72時間 琵琶湖畔のベンチ
たまたまテレビをつけたら、NHKで「ドキュメント72時間」という番組をしていた。
毎回、ひとつの現場にカメラを据え、そこで起きるさまざまな人間模様を
72時間にわたって定点観測する、ドキュメンタリー番組らしい。
今回は、
「琵琶湖畔 あのベンチで」
というテーマだったので、ついつい見入ってしまった。
一面に広がる湖面を目の前にした、
琵琶湖畔にある木製のベンチ。
そこから見える景色は、湖面の美しさだけでなく、向かい側にある湖西の山々の姿も相まって、とっても美しい。
それは、「あのベンチ」と呼ばれているらしい。
私は、「あのベンチ」の存在は知らなかったけど、どうやら、知る人ぞ知る存在らしく、そこには、さまざまな人々が訪れているらしい。
その人々に、番組のスタッフが、訪れる理由などをインタビューしていた。
サイクリングの途中で景色を楽しむ人もいれば、ちょっと立ち話ではすまないような理由で訪れる人々もいる。
驚いたのが、スタッフの方に、こんな個人的な事情も話すんやなあってこと。
なんなら、テレビで放映されちゃうのに、そんなこと話しちゃってもいいのかなあと、びっくりした。
でも、引き続き、番組を見続けているうちに、なんとなく、その気持ちがわかるような気がしてきた。
私も、ウォーキングと称している散歩で、よく琵琶湖畔を訪れる。
こちらは、琵琶湖の西側なので、あのベンチから見える景色とは、また違う。
もう、何回訪れているやろう。
いや、何十回訪れているやろう。
治療のために、泣く泣く休職を余儀なくされ、そこから、治療をしながらの復職を決心した時に、体力づくりのために、必死で歩いたコースの一つでもある。

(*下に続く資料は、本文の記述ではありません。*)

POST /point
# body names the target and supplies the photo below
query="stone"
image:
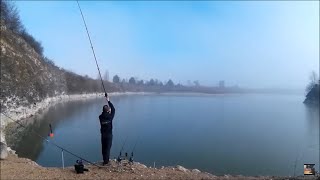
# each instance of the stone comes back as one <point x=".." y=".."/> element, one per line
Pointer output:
<point x="3" y="151"/>
<point x="180" y="168"/>
<point x="196" y="171"/>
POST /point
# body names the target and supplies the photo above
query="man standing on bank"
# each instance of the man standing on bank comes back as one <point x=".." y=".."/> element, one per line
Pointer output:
<point x="106" y="118"/>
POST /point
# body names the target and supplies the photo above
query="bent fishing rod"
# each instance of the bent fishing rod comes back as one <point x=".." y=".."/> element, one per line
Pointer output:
<point x="52" y="143"/>
<point x="94" y="54"/>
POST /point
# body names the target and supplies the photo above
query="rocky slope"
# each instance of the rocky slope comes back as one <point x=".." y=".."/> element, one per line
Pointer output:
<point x="21" y="168"/>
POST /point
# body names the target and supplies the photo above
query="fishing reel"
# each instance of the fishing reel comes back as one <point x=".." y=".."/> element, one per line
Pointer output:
<point x="121" y="157"/>
<point x="79" y="167"/>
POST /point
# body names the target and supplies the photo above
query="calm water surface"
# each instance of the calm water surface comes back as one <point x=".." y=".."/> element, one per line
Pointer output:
<point x="255" y="134"/>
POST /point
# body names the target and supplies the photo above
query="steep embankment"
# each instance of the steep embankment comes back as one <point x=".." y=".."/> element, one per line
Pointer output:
<point x="21" y="168"/>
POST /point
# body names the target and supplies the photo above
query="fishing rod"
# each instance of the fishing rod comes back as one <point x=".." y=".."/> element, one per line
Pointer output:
<point x="120" y="157"/>
<point x="94" y="54"/>
<point x="52" y="143"/>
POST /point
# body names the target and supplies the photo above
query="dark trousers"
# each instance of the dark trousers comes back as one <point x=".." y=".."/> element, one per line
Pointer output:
<point x="106" y="142"/>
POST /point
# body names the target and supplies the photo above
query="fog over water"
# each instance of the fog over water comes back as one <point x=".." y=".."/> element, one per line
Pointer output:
<point x="252" y="134"/>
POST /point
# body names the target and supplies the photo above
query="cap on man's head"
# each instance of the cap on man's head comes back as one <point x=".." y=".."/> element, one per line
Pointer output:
<point x="106" y="108"/>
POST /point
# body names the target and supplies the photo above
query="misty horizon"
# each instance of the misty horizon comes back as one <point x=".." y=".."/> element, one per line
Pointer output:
<point x="272" y="45"/>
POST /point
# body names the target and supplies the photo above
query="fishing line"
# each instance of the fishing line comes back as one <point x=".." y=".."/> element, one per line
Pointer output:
<point x="52" y="143"/>
<point x="94" y="54"/>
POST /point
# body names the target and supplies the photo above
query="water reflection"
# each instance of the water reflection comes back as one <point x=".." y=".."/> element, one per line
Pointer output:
<point x="40" y="124"/>
<point x="313" y="132"/>
<point x="218" y="134"/>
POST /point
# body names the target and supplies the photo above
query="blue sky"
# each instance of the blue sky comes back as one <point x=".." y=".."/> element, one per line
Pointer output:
<point x="249" y="43"/>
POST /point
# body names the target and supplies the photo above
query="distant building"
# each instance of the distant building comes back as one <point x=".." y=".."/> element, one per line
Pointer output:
<point x="221" y="84"/>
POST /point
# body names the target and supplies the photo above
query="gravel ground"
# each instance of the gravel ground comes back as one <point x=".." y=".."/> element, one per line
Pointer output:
<point x="22" y="168"/>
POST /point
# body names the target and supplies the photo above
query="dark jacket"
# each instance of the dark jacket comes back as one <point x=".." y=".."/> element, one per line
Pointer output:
<point x="106" y="120"/>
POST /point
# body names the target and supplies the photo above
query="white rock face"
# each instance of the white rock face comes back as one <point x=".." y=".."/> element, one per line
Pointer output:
<point x="3" y="151"/>
<point x="180" y="168"/>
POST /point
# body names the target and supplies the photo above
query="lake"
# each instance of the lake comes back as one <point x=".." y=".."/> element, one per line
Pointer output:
<point x="248" y="134"/>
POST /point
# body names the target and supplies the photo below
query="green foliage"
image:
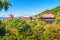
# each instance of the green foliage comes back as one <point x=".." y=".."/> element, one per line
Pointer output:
<point x="18" y="29"/>
<point x="4" y="5"/>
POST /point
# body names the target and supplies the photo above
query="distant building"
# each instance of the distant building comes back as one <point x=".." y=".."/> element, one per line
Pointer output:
<point x="26" y="18"/>
<point x="48" y="17"/>
<point x="11" y="16"/>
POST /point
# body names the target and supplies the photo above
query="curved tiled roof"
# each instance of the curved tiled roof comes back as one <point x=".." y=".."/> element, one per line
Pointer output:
<point x="47" y="15"/>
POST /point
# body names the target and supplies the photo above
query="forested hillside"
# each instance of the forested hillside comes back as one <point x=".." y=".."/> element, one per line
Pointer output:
<point x="55" y="11"/>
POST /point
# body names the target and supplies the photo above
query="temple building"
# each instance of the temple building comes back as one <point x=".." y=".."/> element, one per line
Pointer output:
<point x="11" y="17"/>
<point x="48" y="17"/>
<point x="26" y="18"/>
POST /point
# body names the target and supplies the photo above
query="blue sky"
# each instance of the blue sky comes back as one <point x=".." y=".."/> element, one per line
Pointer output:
<point x="29" y="7"/>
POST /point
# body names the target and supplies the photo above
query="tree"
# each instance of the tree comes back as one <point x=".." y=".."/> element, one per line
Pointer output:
<point x="4" y="5"/>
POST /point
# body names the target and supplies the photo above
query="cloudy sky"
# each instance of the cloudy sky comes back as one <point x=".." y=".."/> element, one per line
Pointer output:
<point x="29" y="7"/>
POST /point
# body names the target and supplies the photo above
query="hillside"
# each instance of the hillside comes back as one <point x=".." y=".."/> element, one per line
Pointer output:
<point x="55" y="11"/>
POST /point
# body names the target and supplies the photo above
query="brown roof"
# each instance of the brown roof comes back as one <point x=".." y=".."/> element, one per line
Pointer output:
<point x="47" y="15"/>
<point x="26" y="18"/>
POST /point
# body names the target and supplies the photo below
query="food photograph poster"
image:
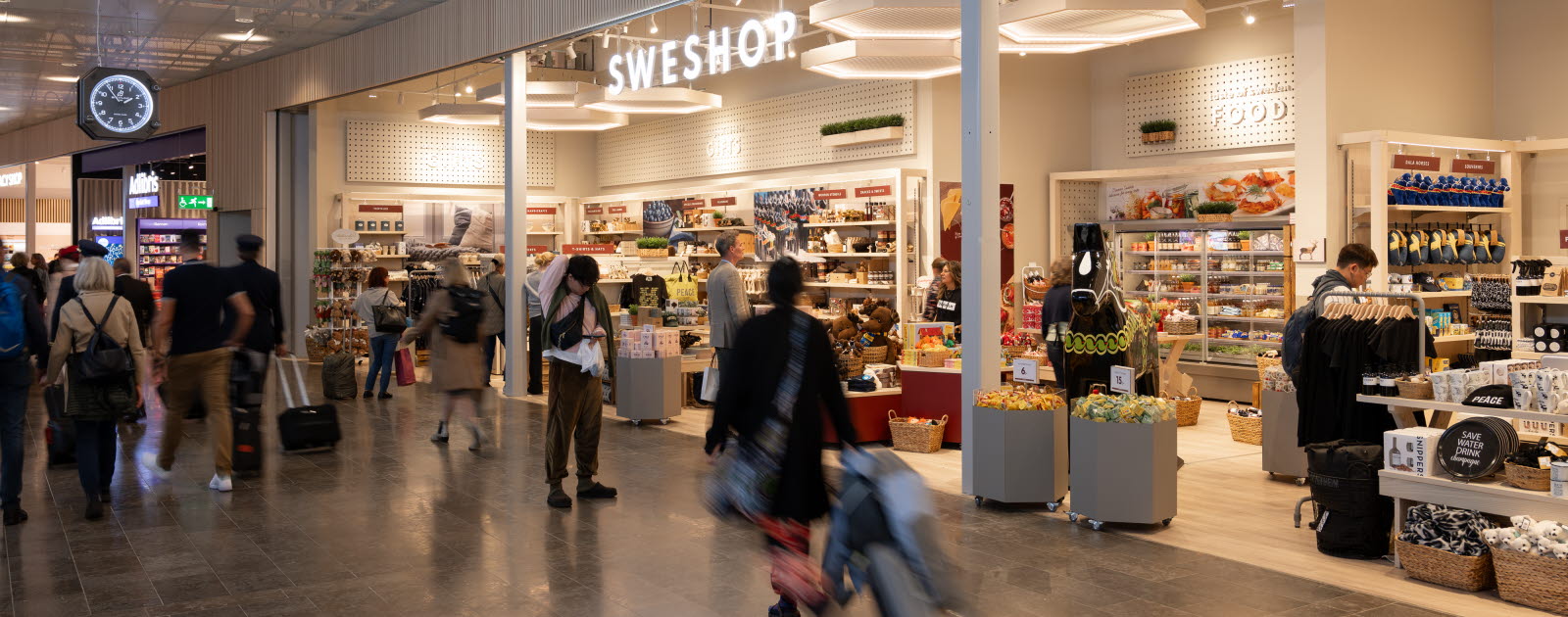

琵琶湖を眺めながら、いろんなことを考えていたようにも思うし、何も考えていなかったようにも思うし。
いまだに、湖面を見ながら、ただぼんやりとしているような気がする。
ただ、湖面を見ていると、その時々の気持ちを思い出す。
水鳥を見ながら、
打ち上げられた藻を見ながら、
湖辺でくつろぐ人々を見ながら、
何か悩みが、解決するわけでもないんやけど、
自分の気持ちをぼんやりと見つめているような気がする。
ただただ、ぼんやりと。
そんなことをし始めて、いつのまにか、4年近くがたとうとしている。
4年も治療を頑張っているってことか。
よかったでも、よくなかったでもなく、ただ、4年という時間を過ごしてきたことを、実感する。
でも、その時間というのが、もしかしたら「命」なんかもしれんと、なんとなく素直に思えたりする。
琵琶湖を見てると。
よく、「命とは時間そのもの」なんて言われるけど、ちっとも実感として理解できへんかった。
それが、「そうかもしれん」なんて思えてくる。
そんな時に、NHKのスタッフの人に話しかけられたら、ふと自分の思いを話してしまうかもしれんなあ。
たしかに、すごく素直な気持ちの時に、「話を聞きますよ!」の姿勢でこられると、やばいかもしれん。
知らん人にやからこそ、話せるというか。
私の事情を知らん人やからこそ、伝わるように必死で話そうとするというか。
聞いてもらうことで、気持ちを整えられそうやし。
いや。
番組に出演されていた方々についてはわからんけど、私に関しては、話を聞いて欲しいって思ってるんかもしれんなあ。
それを、引き出させてしまう、琵琶湖の静かなあたたかさを、あらためて知る。
今日も、ありがとうな。琵琶湖。